Um 14:00 Uhr hatten alle Franzosen und Deutschen gemeinsam einen Ausflug ins Marionettentheater von Charleville. Dort wurde uns der Umgang mit verschiedenen Marionetten gezeigt. Um 16:15 Uhr kehrten wir dann zur Schule zurück, um dem weiteren Unterricht zu folgen. In der Physikstunde wurde ein Test geschrieben, weshalb man nicht viel mehr tun konnte, als zu warten, bis der Unterricht vorbei war. Nach der Schule holte Claires Vater uns ab und wir fuhren zurück zu ihrem Haus. Da es bereits spät war, aßen wir sofort. Es gab Pommes, Kalb, Salat und Erdbeeren. Da wir beide einen anstrengenden Tag hinter uns hatten, gingen wir danach auch schon ins Bett.

(Sina Schumacher)

Tag 7 – Mittwoch, 27.03.2019

Am Mittwoch, dem 27. März, sind die Deutschen zusammen mit Madame Doussin und Frau Adam nach Sedan gefahren, um die Burg von Sedan (französisch Château de Sedan) zu besichtigen. Vor Ort wurden wir von einem Fremdenführer begrüßt, der uns durch die Burg führte und uns die Geschichte der Burg (zum Glück auf Deutsch) erzählte.

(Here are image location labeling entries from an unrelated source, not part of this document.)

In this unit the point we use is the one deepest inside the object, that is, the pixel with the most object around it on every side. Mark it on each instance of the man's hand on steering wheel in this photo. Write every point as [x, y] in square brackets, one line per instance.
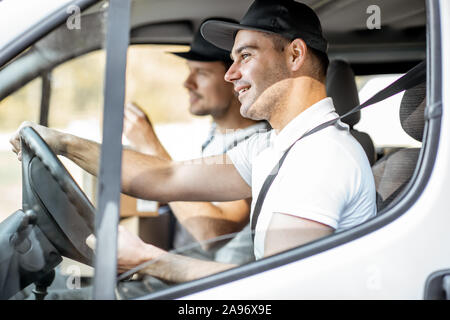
[52, 137]
[131, 250]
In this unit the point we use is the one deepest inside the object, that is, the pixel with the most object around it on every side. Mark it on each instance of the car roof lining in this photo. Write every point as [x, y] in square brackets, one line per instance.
[399, 44]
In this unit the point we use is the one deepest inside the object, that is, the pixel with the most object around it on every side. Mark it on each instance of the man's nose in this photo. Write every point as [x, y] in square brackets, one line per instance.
[233, 73]
[189, 83]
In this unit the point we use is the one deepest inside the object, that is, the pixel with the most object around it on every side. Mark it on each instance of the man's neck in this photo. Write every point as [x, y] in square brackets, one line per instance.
[232, 119]
[304, 93]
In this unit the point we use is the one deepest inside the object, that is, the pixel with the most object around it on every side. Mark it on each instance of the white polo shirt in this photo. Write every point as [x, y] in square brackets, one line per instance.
[326, 176]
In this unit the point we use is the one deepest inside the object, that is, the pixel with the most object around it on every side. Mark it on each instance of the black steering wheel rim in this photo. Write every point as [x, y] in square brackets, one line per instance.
[64, 213]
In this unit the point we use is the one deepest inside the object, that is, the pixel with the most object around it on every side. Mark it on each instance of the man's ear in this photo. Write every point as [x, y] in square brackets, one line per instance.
[297, 54]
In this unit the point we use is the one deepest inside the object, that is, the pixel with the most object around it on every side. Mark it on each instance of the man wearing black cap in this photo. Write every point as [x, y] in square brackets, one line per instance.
[325, 183]
[211, 95]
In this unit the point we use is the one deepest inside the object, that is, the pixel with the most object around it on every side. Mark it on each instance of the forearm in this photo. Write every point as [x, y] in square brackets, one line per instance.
[159, 179]
[206, 220]
[177, 268]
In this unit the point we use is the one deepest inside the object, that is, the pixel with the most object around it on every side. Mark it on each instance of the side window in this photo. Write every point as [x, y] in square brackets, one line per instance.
[384, 114]
[20, 106]
[76, 106]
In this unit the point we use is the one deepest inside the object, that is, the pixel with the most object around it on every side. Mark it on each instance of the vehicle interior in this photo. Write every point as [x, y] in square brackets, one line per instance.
[58, 201]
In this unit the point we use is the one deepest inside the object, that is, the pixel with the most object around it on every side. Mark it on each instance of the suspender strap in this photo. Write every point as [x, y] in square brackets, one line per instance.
[412, 78]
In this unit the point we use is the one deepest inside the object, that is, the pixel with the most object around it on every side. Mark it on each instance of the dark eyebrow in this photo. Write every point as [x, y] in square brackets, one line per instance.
[242, 48]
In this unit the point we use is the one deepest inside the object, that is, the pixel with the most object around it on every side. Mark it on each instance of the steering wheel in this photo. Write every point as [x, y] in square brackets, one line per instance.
[64, 213]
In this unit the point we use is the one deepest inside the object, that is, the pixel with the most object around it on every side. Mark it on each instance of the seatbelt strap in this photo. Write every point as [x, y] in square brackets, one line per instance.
[412, 78]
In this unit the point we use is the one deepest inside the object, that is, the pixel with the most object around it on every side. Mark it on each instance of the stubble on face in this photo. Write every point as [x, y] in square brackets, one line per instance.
[263, 72]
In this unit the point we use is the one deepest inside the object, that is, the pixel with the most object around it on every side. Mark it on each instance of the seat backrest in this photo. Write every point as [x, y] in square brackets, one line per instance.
[394, 171]
[341, 87]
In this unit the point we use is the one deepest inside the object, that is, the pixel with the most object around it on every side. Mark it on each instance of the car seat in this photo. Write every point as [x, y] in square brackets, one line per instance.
[394, 171]
[341, 87]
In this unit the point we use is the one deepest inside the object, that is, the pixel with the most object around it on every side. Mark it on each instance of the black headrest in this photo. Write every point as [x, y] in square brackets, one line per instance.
[412, 110]
[341, 87]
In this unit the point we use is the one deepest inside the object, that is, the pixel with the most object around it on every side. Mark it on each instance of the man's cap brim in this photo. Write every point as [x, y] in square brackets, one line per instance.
[194, 56]
[221, 34]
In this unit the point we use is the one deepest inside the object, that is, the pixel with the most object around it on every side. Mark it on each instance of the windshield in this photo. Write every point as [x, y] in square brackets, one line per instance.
[17, 16]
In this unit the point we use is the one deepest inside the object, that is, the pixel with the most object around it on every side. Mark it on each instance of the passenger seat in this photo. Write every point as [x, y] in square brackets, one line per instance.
[341, 87]
[394, 171]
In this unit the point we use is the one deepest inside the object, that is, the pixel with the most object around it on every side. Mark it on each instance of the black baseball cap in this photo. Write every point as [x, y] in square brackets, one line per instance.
[287, 18]
[202, 50]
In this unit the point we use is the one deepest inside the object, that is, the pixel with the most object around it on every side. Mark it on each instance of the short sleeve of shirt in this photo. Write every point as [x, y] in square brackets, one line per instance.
[316, 188]
[242, 155]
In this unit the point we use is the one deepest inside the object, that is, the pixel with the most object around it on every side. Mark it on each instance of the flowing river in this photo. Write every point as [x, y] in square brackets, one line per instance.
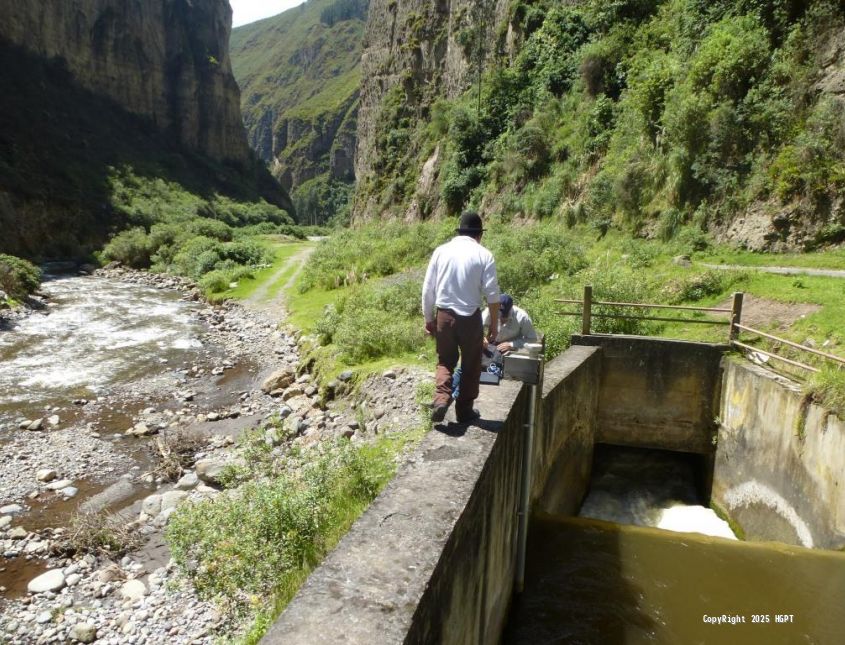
[95, 336]
[612, 575]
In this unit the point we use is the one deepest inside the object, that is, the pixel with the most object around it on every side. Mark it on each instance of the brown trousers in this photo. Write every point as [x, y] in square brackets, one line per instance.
[454, 333]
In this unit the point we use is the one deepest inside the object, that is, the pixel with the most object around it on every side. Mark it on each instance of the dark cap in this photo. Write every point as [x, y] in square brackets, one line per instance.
[505, 304]
[470, 224]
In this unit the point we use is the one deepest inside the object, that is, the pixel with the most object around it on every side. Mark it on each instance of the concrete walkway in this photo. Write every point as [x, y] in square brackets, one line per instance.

Sedan ist bekannt als geschichtsträchtige Stadt, da sie an einem strategisch wichtigen Punkt der Maas liegt. In der Geschichte der Stadt wurden hier wichtige Schlachten im Deutsch-Französischen Krieg und dem 2. Weltkrieg ausgetragen – bekannt unter der Bezeichnung „Schlacht von Sedan“.

Erbaut wurde die Burg um 1424 und ist heute eine der größten ihrer Art in Europa. Die Burg wurde mehrfach modernisiert und ist heutzutage eine Touristenattraktion. Sie beherbergt die Touristen-Informationen der Stadt und ein Museum. Außerdem befindet sich ein Hotel in den alten Gemäuern.

Vormittags sind wir den Rückweg angetreten. Angekommen in Charleville-Mézières hatten wir dann Zeit mit unseren Austauschschülern in den Gastfamilien. Da ich die einzige war, die während des Aufenthalts in Charleville im Internat unserer Partnerschule gewohnt hat, bin ich mit meiner Austauschschülerin zusammen mit Freunden in die Innenstadt von Charleville gelaufen, um etwas bummeln zugehen.